Well, that’s fine. We can just pump it out and use it, right? Well, no. The French site has hydrogen that’s dissolved in an underground aquifer of ‘liquid’. It’s about 16% hydrogen at a kilometer underground, and increases to approaching 98% hydrogen at 3 kilometers underground per the researchers. (How exactly hydrogen concentrations increase radically at the bottom of an aquifer of liquid is unexplained, and I’m at a bit of a loss. If anyone knows the mechanism by which this would occur, please enlighten me.)
What exactly is the liquid? What else is in the liquid? What is the process by which the hydrogen is extracted from the liquid. What is the cost of this extraction? What other gases might escape from the aquifer during hydrogen extraction? All unanswered questions. We don’t extract hydrogen from underground at present, and so have at best provisional answers to the questions.

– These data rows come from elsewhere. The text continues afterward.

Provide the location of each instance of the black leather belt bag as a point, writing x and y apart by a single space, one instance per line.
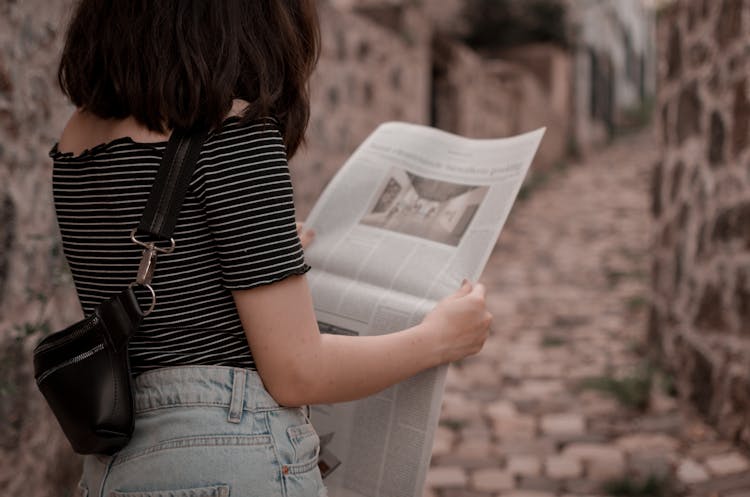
83 371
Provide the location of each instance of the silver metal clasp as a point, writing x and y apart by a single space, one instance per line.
148 265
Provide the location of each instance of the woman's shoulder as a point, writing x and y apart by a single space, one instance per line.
85 131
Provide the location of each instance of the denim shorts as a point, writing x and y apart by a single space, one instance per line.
209 431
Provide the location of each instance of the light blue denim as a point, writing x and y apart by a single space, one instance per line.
209 431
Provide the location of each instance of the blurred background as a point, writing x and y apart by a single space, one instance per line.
620 358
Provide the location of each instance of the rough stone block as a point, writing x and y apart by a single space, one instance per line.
492 480
727 464
563 467
689 471
564 424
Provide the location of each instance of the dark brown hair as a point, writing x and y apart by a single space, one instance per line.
180 63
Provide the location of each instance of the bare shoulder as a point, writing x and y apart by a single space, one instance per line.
85 131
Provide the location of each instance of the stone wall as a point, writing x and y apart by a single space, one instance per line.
700 319
468 99
35 291
386 62
614 67
367 74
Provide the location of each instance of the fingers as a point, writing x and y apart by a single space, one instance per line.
463 291
479 290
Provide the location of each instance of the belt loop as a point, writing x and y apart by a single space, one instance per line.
238 396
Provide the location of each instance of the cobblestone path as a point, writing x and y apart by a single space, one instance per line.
561 401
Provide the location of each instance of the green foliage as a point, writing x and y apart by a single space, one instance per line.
453 424
653 486
636 302
499 24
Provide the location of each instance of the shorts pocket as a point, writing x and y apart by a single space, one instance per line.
213 491
302 477
306 446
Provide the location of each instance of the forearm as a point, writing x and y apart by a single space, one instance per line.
345 368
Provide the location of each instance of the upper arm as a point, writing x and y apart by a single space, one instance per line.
244 184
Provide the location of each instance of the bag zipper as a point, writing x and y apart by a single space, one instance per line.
63 340
71 361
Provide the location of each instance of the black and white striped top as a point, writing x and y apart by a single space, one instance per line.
236 230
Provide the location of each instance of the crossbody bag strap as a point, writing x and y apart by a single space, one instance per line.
170 186
164 203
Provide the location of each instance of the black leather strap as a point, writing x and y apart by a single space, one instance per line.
170 186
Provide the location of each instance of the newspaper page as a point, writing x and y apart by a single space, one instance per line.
413 212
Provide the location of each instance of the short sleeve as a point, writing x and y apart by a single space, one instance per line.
243 181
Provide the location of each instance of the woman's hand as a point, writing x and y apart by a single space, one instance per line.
461 321
305 236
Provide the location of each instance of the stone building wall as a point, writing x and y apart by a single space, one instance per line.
384 61
35 291
367 74
700 319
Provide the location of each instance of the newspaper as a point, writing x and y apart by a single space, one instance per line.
413 212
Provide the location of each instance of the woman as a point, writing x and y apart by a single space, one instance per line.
231 355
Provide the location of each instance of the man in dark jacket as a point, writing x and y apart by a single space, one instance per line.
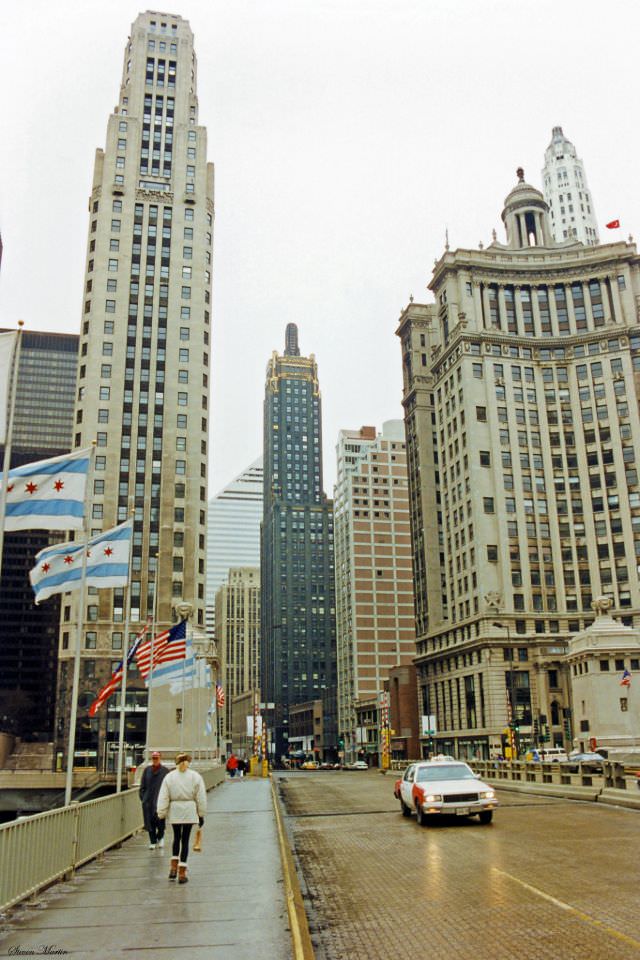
149 789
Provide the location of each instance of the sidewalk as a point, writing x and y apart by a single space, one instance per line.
233 907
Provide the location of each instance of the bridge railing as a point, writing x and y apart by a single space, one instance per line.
561 779
41 849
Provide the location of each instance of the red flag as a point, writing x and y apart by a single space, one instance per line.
112 685
168 646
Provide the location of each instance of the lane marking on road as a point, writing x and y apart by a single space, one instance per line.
585 917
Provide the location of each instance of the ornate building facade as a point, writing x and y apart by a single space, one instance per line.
521 415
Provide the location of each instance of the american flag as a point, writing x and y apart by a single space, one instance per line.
112 685
168 646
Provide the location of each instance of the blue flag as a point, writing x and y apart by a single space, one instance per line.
48 494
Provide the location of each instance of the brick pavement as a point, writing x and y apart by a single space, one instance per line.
549 879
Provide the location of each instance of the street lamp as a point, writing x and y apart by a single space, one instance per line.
512 694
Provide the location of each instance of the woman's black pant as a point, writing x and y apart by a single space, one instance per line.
181 832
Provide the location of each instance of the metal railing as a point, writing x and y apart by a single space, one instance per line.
37 851
554 777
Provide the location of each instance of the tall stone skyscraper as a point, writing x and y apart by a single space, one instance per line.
573 216
375 620
143 374
298 633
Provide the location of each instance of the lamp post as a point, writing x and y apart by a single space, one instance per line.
513 735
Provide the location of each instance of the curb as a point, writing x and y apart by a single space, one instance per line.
300 936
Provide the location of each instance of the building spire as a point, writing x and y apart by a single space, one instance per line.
291 348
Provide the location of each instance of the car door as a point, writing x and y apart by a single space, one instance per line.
406 785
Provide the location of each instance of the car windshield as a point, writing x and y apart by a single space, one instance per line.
444 771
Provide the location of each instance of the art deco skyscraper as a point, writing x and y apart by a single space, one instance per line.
566 190
143 374
298 633
521 414
375 620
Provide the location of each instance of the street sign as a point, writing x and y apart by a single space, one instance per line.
428 725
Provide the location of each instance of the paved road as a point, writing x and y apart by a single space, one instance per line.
548 879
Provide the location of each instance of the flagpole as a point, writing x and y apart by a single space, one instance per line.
150 674
9 435
80 624
184 719
125 663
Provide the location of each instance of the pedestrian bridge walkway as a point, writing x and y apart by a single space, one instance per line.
123 905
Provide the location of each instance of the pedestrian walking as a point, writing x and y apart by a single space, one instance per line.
152 778
183 797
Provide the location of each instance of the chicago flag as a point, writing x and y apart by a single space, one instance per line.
59 569
48 494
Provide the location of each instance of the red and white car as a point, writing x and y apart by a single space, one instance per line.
434 787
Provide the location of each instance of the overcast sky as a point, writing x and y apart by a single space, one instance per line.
346 136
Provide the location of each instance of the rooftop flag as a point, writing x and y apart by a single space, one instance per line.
7 344
48 494
59 569
112 685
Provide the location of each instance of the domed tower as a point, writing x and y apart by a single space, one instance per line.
291 348
526 217
573 216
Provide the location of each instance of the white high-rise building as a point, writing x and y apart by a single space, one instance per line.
233 532
571 210
375 623
144 360
521 415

We already have a big well-head methane leakage problem at natural gas extraction sites, and methane is a much bigger and less leaky molecule than hydrogen. How much hydrogen will be lost to the atmosphere? What are the implications given that hydrogen has an indirect global warming potential over ten times that of carbon dioxide?
And the French researchers are careful to point out that their initial estimates are just that, and there’s a lot of work to confirm their numbers.

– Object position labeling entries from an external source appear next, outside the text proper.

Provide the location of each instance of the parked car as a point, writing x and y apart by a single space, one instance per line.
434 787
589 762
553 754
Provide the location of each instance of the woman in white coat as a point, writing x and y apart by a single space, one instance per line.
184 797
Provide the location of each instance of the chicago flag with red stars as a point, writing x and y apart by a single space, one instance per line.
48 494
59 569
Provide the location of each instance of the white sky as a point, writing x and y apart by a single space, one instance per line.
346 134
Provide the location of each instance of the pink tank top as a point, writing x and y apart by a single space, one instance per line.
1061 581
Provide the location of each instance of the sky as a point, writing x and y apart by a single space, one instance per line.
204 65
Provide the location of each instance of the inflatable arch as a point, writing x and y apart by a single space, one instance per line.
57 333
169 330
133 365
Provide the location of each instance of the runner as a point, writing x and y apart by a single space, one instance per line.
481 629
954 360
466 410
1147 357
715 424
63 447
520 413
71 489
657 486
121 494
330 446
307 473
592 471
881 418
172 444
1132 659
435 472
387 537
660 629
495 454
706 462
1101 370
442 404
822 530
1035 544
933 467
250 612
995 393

So, the biggest find so far is at most 40% of one year’s current hydrogen demand, and it’s unclear what it will cost to extract it. Oh, and it’s not terribly near demand centers. The nearest Yara (biggest ammonia manufacturer in Europe) plant in France is on the other side of the country, 700 kilometers away. There’s one in the Netherlands that’s under 400 km away. There is an oil refinery just across the border in Germany, the MiRO refinery 40 km away, but are we really going to waste white hydrogen on hydrodesulfurization of transportation fuels when that market is in steep decline and the world is going to be awash in low sulfur crude oil in the coming decades? Probably not.
In other words, even if the hydrogen can be extracted reasonably cheaply, perhaps as cheaply as manufacturing it from natural gas, it’s still not at points of demand. Hydrogen refueling stations on highways won’t be able to drill a hole a few hundred meters deep and fill up their hydrogen storage tanks. It might make sense if it can be extracted at a reasonable price to build a facility on top of the site that will drain it over 30 years, or it might not. I’ll leave that to the spreadsheet jockeys.

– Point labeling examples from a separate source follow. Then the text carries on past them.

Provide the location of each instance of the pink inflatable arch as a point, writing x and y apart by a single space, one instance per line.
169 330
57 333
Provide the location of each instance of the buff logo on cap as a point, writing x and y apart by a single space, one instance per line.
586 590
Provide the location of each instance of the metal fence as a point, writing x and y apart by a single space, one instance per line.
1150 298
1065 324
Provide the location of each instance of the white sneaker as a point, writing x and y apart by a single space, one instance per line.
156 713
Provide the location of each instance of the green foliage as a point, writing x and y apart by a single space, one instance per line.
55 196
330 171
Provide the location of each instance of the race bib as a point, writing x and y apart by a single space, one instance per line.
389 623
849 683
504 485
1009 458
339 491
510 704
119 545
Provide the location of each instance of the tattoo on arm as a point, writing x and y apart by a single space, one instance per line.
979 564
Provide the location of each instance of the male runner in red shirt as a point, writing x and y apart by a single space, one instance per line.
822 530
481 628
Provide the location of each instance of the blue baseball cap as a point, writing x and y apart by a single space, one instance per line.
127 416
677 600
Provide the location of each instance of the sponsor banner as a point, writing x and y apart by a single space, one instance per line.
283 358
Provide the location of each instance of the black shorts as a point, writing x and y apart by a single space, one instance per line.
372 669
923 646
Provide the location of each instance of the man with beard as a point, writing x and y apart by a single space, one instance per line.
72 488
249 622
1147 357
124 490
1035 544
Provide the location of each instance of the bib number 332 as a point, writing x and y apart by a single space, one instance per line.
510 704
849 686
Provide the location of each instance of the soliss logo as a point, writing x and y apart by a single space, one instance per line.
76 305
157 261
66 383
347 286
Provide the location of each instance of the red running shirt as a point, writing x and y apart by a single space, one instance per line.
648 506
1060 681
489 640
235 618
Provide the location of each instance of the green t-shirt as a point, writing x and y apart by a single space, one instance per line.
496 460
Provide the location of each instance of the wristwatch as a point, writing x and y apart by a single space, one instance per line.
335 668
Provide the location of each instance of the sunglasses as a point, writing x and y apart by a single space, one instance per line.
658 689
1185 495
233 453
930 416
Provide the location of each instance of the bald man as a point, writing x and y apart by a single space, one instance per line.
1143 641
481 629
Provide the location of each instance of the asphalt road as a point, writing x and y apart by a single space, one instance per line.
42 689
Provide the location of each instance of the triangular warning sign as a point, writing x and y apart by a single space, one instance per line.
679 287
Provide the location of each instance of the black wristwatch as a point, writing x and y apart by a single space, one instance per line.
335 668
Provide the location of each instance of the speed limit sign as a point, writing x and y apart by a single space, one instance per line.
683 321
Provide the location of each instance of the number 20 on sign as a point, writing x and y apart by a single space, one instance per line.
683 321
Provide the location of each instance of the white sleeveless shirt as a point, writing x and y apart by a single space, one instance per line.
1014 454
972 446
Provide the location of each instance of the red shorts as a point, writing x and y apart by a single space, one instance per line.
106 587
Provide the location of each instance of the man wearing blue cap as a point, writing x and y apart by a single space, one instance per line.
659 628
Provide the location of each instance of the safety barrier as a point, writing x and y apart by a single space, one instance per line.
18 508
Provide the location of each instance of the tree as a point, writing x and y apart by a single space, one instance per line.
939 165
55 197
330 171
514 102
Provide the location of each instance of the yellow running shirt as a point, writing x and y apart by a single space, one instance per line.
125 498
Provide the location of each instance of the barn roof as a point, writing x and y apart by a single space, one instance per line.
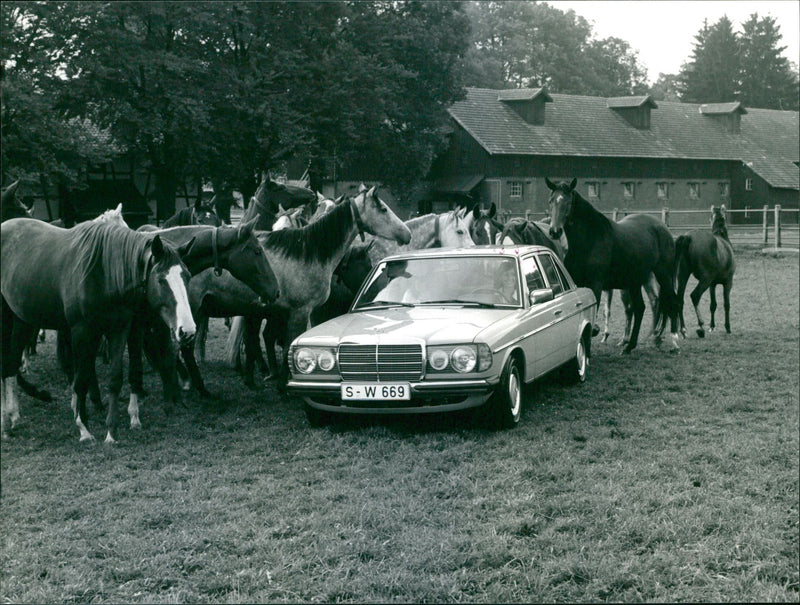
586 126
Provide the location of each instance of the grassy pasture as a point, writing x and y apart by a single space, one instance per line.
663 478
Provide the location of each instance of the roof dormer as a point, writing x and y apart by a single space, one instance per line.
727 114
527 102
635 110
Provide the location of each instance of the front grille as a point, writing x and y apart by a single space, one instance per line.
384 363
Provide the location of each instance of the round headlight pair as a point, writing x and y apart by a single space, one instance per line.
462 359
306 360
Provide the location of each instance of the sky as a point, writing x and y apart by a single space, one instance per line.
663 31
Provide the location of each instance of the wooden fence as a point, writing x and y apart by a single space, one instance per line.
769 227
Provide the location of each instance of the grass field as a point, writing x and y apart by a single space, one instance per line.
663 478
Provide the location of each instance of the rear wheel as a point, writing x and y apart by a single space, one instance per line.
317 418
578 368
505 407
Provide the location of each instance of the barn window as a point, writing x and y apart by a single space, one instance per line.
629 190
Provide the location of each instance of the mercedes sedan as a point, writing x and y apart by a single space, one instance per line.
439 330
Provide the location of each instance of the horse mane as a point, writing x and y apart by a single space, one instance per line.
118 253
317 242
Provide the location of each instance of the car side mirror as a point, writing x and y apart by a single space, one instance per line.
542 295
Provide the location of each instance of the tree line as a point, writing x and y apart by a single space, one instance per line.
219 91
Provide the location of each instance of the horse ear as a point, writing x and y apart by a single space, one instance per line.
157 247
184 249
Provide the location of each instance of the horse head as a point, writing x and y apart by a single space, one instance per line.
166 287
373 216
560 205
483 227
454 229
718 222
206 214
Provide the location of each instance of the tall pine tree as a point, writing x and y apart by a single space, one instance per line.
713 73
767 80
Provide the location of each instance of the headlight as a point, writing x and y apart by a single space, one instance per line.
439 359
463 359
305 361
308 359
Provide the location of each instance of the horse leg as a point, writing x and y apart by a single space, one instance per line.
607 314
85 342
201 321
637 305
726 301
696 295
712 307
116 347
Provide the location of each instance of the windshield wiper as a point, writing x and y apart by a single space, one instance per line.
459 301
383 303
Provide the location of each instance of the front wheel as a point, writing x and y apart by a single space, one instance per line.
505 407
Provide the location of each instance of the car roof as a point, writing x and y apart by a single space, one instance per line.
512 250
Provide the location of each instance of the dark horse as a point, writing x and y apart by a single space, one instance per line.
90 279
604 255
199 214
708 255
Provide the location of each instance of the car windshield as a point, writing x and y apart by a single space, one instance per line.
463 280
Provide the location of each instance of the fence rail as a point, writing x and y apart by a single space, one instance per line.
768 227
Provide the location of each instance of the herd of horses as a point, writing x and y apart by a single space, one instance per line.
294 260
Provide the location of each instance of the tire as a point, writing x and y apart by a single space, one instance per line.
578 367
505 406
317 418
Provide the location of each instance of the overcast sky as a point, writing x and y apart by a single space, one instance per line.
663 31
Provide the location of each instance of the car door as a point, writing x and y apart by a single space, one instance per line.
561 332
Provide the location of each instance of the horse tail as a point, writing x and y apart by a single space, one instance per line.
234 344
32 390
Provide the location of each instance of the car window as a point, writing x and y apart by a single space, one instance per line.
549 268
532 274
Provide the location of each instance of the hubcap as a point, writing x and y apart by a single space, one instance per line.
514 394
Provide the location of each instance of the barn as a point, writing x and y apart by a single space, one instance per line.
626 152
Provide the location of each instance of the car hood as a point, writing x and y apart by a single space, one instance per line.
434 324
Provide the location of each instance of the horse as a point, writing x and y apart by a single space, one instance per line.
485 229
89 279
709 257
270 196
604 255
199 214
304 259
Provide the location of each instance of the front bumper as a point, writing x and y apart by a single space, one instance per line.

There is a place in Africa, a village in the landlocked Republic of Mali in western Saharan Africa, that actually has 98% pure hydrogen that comes out of the ground, which they burn to make electricity in a little turbine. That supplies the town of 4,000 people. Not really the basis for a global economy, even though there is more underground. And Mali is, once again, a long way from demand centers for hydrogen.
So there’s hydrogen underground, more than we previously thought. It’s concentrated in some areas in volumes vastly lower than current global hydrogen demand. It’s typically a long way from hydrogen demand centers. We don’t know how much it will cost to extract and process, but we do know that it will cost a lot to distribute. It’s not the basis of a radical expansion of a hydrogen for energy economy, but does hold out some hope for decarbonization of some of current hydrogen use.
After all, hydrogen is currently a global warming emissions problem on the scale of all of aviation.
The Lorraine find should be explored and exploited if possible. Among other things, it’s competing with US$1-3 per kilogram black hydrogen from natural gas. Assuming even a buck a kilogram, that’s potential revenue of US$46 billion — well worth someone’s effort to develop and exploit. But it’s not a reason to waste hydrogen on transportation or heating.